De regels over de openbaarmaking van nevenfuncties worden met dit voorstel vanuit een uniform integriteitsbeleid zo veel mogelijk op dezelfde wijze geregeld voor alle categorieën politieke ambtsdragers. Bij de openbaarmaking van nevenfuncties dient te worden aangegeven of functies bezoldigd of onbezoldigd zijn, en bij fulltime ambtsdragers de hoogte van de vergoeding. Ook dient bij fulltime ambtsdragers het vereiste tijdsbeslag voor de nevenfuncties aan te worden geduid. Openbaarmaking van de hoogte van de inkomsten uit de hoofdfunctie indien het politieke ambt een nevenfunctie betreft lijkt niet redelijk. Immers in dat geval is reeds duidelijk dat het hoofdinkomen elders wordt genoten en kan daar bij de beoordeling van de handelwijze van de desbetreffende ambtsdrager rekening mee worden gehouden.

Bij het aanvaarden van nevenfuncties dient gewaakt te worden voor belangenverstrengeling, en moet ook aandacht worden besteed aan het gemoeide tijdbeslag.

De uiteindelijke beslissing om een nevenfunctie te aanvaarden of aan te houden of bepaalde (private)activiteiten te verrichten is primair de verantwoordelijkheid van de politieke ambtsdrager zelf. Betrokkene zal daarover openbaarheid moeten betrachten en zich daarvoor moeten kunnen verantwoorden in het vertegenwoordigende orgaan waaraan hij verantwoording verschuldigd is. Het is uiteindelijk aan dit vertegenwoordigende orgaan om hier een oordeel over te vellen en daaraan eventuele politieke consequenties te verbinden.

Bij de openbaarmaking van nevenfuncties en de daarmee gemoeide inkomsten gaat het er uiteindelijk om maximale transparantie te bieden over de uitoefening van het politieke ambt en de daarmee gemoeide belangen en tijdsbesteding. Eventuele technische complicaties omtrent de bereidheid gegevens te verstrekken of de beschikbaarheid van gegevens dienen gedurende het wetgevingstraject nader te worden bezien.

35

Kan een nadere toelichting worden gegeven op de zinsnede «acht het kabinet ook de huidige pensioenen wachtgeldregelingen die momenteel voor deze categorieën politieke ambtsdragers worden getroffen, voor heroverweging vatbaar»?

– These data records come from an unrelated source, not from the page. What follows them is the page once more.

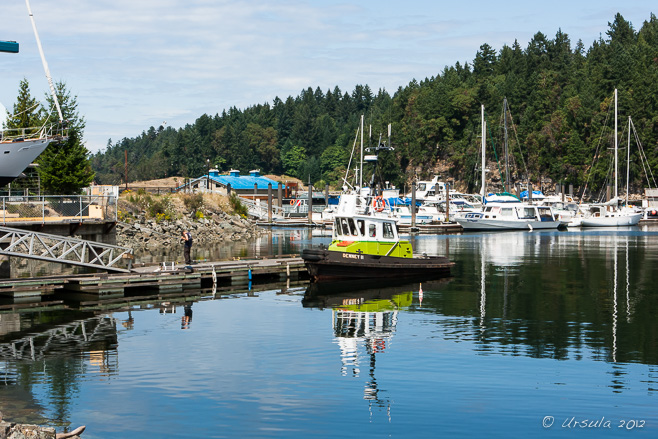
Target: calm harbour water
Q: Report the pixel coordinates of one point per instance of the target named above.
(532, 335)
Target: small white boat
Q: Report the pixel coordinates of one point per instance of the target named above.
(510, 217)
(608, 215)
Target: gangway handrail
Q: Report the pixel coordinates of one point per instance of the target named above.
(63, 249)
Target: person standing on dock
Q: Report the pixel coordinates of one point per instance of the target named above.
(187, 241)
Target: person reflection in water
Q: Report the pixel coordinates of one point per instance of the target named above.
(187, 317)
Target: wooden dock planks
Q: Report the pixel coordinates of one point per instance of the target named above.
(146, 280)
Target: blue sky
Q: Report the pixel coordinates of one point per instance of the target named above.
(138, 63)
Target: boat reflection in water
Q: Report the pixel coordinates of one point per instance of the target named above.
(364, 320)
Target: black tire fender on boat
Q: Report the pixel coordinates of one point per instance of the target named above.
(312, 255)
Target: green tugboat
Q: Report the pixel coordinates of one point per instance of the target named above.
(366, 246)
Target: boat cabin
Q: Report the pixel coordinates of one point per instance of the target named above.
(538, 213)
(368, 235)
(364, 228)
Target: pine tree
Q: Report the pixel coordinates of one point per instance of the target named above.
(64, 167)
(26, 110)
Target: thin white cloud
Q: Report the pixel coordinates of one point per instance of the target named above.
(133, 63)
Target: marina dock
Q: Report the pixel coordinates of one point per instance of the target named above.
(148, 280)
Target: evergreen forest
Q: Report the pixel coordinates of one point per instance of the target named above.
(560, 98)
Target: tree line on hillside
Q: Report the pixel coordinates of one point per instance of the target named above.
(559, 94)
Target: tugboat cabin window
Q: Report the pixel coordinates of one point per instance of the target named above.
(344, 229)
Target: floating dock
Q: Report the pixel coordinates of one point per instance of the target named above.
(145, 280)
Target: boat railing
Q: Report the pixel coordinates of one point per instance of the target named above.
(57, 209)
(30, 133)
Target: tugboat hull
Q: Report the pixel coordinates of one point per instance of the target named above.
(323, 265)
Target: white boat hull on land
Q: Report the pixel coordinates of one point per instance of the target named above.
(15, 156)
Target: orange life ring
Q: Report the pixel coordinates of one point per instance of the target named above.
(378, 204)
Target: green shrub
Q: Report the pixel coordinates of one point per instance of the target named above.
(193, 202)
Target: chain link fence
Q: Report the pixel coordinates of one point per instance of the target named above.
(48, 209)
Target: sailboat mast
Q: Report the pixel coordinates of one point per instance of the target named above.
(628, 159)
(483, 157)
(43, 61)
(506, 147)
(616, 170)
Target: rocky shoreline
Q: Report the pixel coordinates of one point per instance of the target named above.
(13, 430)
(144, 234)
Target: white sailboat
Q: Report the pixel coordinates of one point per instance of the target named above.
(505, 211)
(609, 214)
(19, 147)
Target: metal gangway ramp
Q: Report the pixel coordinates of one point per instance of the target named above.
(63, 249)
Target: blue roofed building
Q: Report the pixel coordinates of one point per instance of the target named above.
(251, 186)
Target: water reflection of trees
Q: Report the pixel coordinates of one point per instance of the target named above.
(562, 296)
(364, 321)
(49, 350)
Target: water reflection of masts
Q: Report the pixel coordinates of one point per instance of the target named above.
(483, 293)
(614, 309)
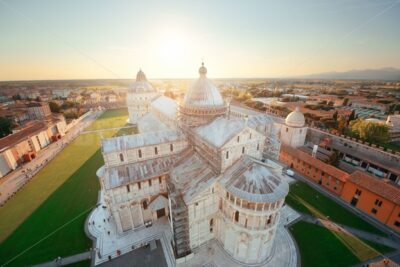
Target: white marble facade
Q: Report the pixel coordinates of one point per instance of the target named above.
(207, 174)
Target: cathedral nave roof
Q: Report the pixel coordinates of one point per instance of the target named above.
(130, 173)
(192, 175)
(166, 106)
(126, 142)
(220, 130)
(151, 123)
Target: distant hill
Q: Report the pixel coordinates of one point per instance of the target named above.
(368, 74)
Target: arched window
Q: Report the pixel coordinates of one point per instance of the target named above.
(144, 204)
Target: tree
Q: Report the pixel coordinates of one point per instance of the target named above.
(352, 115)
(54, 107)
(334, 116)
(341, 124)
(334, 159)
(17, 97)
(5, 126)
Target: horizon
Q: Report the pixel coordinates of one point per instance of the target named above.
(77, 41)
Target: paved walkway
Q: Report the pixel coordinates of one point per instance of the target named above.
(108, 129)
(67, 260)
(352, 231)
(14, 181)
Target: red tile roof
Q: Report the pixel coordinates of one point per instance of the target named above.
(307, 158)
(375, 185)
(13, 139)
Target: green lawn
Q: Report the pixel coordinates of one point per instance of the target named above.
(321, 247)
(307, 200)
(46, 218)
(112, 118)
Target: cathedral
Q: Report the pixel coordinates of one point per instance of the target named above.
(202, 168)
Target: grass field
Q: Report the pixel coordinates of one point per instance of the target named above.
(321, 247)
(46, 218)
(307, 200)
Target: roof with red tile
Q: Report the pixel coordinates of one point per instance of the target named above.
(13, 139)
(375, 185)
(327, 168)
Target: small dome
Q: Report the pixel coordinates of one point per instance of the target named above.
(295, 118)
(141, 85)
(203, 93)
(141, 77)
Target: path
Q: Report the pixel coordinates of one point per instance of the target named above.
(351, 231)
(14, 181)
(67, 260)
(108, 129)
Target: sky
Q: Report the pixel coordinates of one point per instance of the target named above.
(100, 39)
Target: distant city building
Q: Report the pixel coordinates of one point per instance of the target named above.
(27, 141)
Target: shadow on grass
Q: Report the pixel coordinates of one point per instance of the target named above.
(39, 238)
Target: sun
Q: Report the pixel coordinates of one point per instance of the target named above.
(172, 48)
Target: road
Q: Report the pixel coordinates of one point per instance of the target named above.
(12, 182)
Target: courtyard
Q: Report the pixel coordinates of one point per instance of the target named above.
(320, 245)
(55, 204)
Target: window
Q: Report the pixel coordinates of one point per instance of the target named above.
(378, 202)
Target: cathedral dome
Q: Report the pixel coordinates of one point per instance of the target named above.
(203, 93)
(295, 118)
(141, 85)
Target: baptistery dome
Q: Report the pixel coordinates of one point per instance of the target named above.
(202, 103)
(141, 85)
(295, 118)
(203, 93)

Momenteel kennen ook politieke ambtsdragers die hun functie naast een andere hoofdfunctie in de samenleving uitoefenen pensioen- en wachtgeldregelingen. Het gaat dan om ambtsdragers die niet onder de Appa vallen. Zo kennen de rechtspositiebesluiten voor raads- en statenleden de mogelijkheid voor de raad om bij verordening een pensioen- en/of wachtgeldregeling te treffen. De leden van de Eerste Kamer ontvangen een vaste vergoeding voor secundaire voorzieningen die zij zelf kunnen besteden aan voorzieningen in verband met ouderdom, overlijden of arbeidsongeschiktheid. De vraag is in hoeverre dergelijke voorzieningen passen bij deeltijdfuncties die naast een hoofdfunctie elders in de samenleving worden uitgeoefend.

37

Waarom zou een verder vervolg over de organisatie en financiering van de Appa-pensioenen na afronding van het onderzoek niet wenselijk zijn? Met andere woorden, waarom wordt eerst de besluitvorming afgewacht?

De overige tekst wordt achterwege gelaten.